Well, I've been won over. The more I think about the metaphor, the more I believe it works.

At last, it seems, we have wrestled this murky metaphor to the ground.

Perhaps, in the process, we have discovered a "new world" of metaphors, and Faldage has become our Magellan.

In the past, writers used metaphors like a magnifying glass to elucidate difficult ideas. A good metaphor was seen as one which made the arcane, the abstruse, even the ineffable, accessible to ordinary readers.

What we have discovered is a strain of metaphor which confounds the reader at first blush, and obliges him or her to contemplate the navel of the universe, so to speak.

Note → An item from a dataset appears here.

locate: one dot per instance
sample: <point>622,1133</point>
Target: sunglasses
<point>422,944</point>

If Faldage has the distinction of being our Magellan in this "new world" of metaphors, may I claim the distinction of naming it? Inspired by the passage which follows, I christen this variant the talmudic metaphor.

"In the Talmudic method of text study, the starting point is the principle that any text that is deemed worthy of serious study must be assumed to have been written with such care and precision that every term, expression, generalization or exception is significant not so much for what it states as for what it implies."

There may not be much call for "talmudic metaphors" in our everyday world but, somewhere, at the boundary between "what is", and "what is not" [just as we deciphered at the boundary between evaporation and condensation], Schroedinger's cat will always land on its feet.

There is something reassuring about this. At least, for me.